Alessandro Marcello
Alessandro Ignazio Marcello (Italian: [marˈtʃɛllo]; 1 February 1673[1] – 19 June 1747[2] in Venice) was an Italian nobleman and composer.
Biography
Born in Venice, Marcello was the son of a senator. As such, he enjoyed a comfortable life that gave him the scope to pursue his interest in music. He was a contemporary of Tomaso Albinoni. He held concerts in his hometown and also composed and published several sets of concertos, including six concertos under the title of La Cetra (The Lyre), as well as cantatas, arias, canzonets, and violin sonatas. Marcello, being a slightly older contemporary of Antonio Vivaldi, often composed under the pseudonym Eterio Stinfalico, his name as a member of the celebrated Arcadian Academy (Pontificia Accademia degli Arcadi). He died in Padua in 1747.

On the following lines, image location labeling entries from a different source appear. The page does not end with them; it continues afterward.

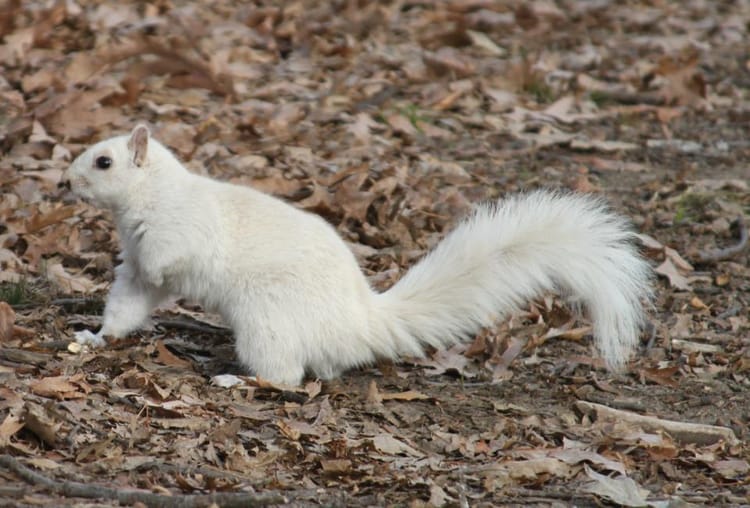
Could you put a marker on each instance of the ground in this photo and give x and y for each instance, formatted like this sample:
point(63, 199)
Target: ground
point(390, 119)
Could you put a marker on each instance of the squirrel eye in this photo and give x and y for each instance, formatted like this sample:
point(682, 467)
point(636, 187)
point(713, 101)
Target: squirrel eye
point(103, 162)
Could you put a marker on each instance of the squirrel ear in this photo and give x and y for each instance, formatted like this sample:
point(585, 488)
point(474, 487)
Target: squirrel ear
point(138, 144)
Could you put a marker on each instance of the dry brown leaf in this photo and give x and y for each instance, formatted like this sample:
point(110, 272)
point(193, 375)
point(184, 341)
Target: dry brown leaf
point(59, 387)
point(166, 357)
point(7, 321)
point(408, 395)
point(72, 283)
point(676, 279)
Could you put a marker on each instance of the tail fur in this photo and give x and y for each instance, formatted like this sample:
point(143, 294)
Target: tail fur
point(508, 253)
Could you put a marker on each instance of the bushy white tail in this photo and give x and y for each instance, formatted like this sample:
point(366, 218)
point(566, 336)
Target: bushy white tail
point(513, 251)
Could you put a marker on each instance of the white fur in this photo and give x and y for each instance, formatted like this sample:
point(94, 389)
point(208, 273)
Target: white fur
point(294, 295)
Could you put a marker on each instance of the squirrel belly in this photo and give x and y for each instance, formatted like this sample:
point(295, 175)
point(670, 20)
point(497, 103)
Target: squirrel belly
point(293, 293)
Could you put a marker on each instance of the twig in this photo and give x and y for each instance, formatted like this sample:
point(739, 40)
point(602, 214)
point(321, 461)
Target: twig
point(728, 252)
point(178, 324)
point(682, 431)
point(132, 496)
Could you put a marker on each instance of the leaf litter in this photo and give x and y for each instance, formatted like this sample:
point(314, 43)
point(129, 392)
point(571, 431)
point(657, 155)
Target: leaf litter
point(389, 119)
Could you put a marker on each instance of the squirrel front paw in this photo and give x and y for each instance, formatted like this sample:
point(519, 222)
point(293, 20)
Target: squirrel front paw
point(89, 338)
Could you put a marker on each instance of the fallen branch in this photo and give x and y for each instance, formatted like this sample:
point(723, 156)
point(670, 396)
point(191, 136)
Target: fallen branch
point(727, 252)
point(132, 496)
point(684, 432)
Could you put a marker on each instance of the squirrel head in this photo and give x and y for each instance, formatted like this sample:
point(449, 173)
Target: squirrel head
point(111, 170)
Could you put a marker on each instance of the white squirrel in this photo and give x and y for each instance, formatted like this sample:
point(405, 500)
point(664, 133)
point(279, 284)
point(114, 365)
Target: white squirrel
point(293, 293)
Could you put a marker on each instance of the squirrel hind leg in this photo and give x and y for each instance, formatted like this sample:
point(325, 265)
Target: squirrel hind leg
point(266, 358)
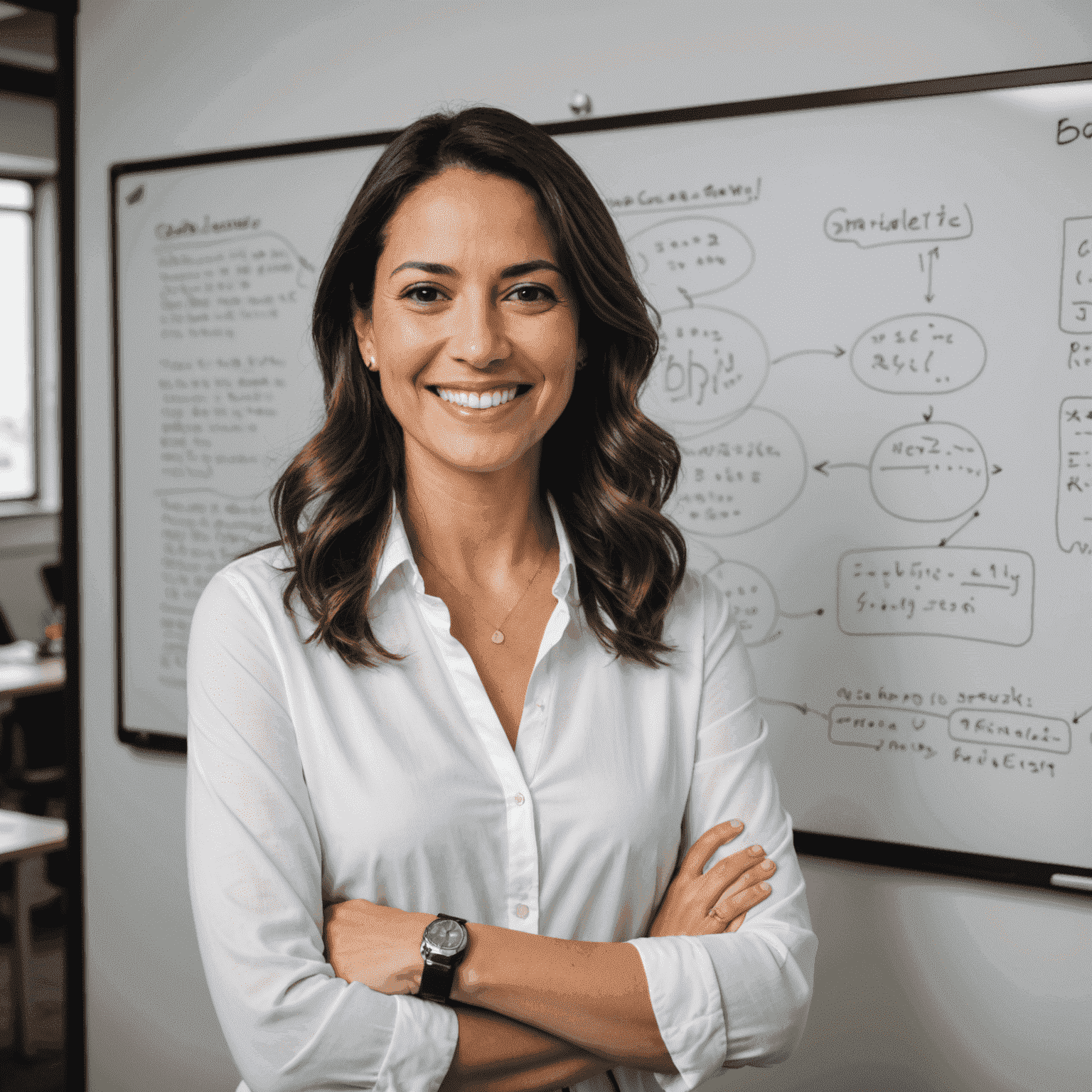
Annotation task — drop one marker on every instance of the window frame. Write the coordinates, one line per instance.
(33, 293)
(45, 372)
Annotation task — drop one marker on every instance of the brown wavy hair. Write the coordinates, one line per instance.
(607, 466)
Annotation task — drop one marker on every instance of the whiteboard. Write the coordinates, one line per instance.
(876, 355)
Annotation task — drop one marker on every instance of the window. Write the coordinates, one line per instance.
(18, 478)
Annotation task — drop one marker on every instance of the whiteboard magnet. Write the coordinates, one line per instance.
(1077, 882)
(580, 104)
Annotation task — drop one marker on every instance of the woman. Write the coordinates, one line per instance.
(474, 680)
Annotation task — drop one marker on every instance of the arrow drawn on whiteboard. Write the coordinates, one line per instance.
(945, 542)
(825, 468)
(835, 352)
(791, 705)
(934, 254)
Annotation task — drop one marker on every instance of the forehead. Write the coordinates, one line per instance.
(464, 210)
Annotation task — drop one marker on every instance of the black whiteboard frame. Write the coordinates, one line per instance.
(888, 854)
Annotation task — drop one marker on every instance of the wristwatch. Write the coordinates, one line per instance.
(444, 947)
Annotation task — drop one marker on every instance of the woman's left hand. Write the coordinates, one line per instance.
(379, 946)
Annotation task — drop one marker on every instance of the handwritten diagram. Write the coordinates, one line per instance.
(1075, 475)
(751, 464)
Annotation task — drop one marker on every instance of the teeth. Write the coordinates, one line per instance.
(473, 401)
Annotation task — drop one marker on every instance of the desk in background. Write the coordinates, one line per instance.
(21, 837)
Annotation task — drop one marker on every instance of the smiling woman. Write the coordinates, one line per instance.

Alessandro's brother was the more well-known Benedetto Marcello, also a composer, who illegally married his singing student Rosanna Scalfi in 1728. After his death she was unable to inherit his estate, and in 1742 she filed suit against Alessandro Marcello, seeking financial support.[3]
Works
Although most of his works are infrequently performed today, Marcello is regarded as a very competent composer. His La Cetra concertos are "unusual for their wind solo parts, concision and use of counterpoint within a broadly Vivaldian style," according to Grove, "placing them as a last outpost of the classic Venetian Baroque concerto."[citation needed]
The Concerto for Oboe and Strings in D minor op. 1 is perhaps his best-known work. Its worth was affirmed by Johann Sebastian Bach who transcribed it for harpsichord (BWV 974). A number of editions have been published, including an edition in C minor because the baroque oboe played a whole tone lower than the modern oboe.
Notes and references
- ^ [MARCELLO, Alessandro Ignazio – Italian composer Benedetto Marcello's elder brother, was born in Venice on 1 February 1673, firstborn of Agostino, of the branch to the Magdalene, and of Paolina Cappello S. Lunardo, Venetian patricians. 24 August 1669, the date of birth of the composer reported in the family genealogies and accepted in the most recent encyclopedias, is actually that of a brother of the same name, who disappeared in childhood; it is the same Marcello, in a Latin epigram entitled De sua genitura, to confirm the data found in the baptismal faith. Treccani]
- ^ Marcello's birth/death dates are given as 1684 to 1750 in The Grove Dictionary of Music and Musicians.
- ^ Sadie, Julie Anne; Samuel, Rhian (1994). The Norton/Grove dictionary of women composers (digitized online by GoogleBooks). ISBN 9780393034875. Retrieved 4 October 2010.
Sources
- The Grove Concise Dictionary of Music, Oxford University Press, 1994.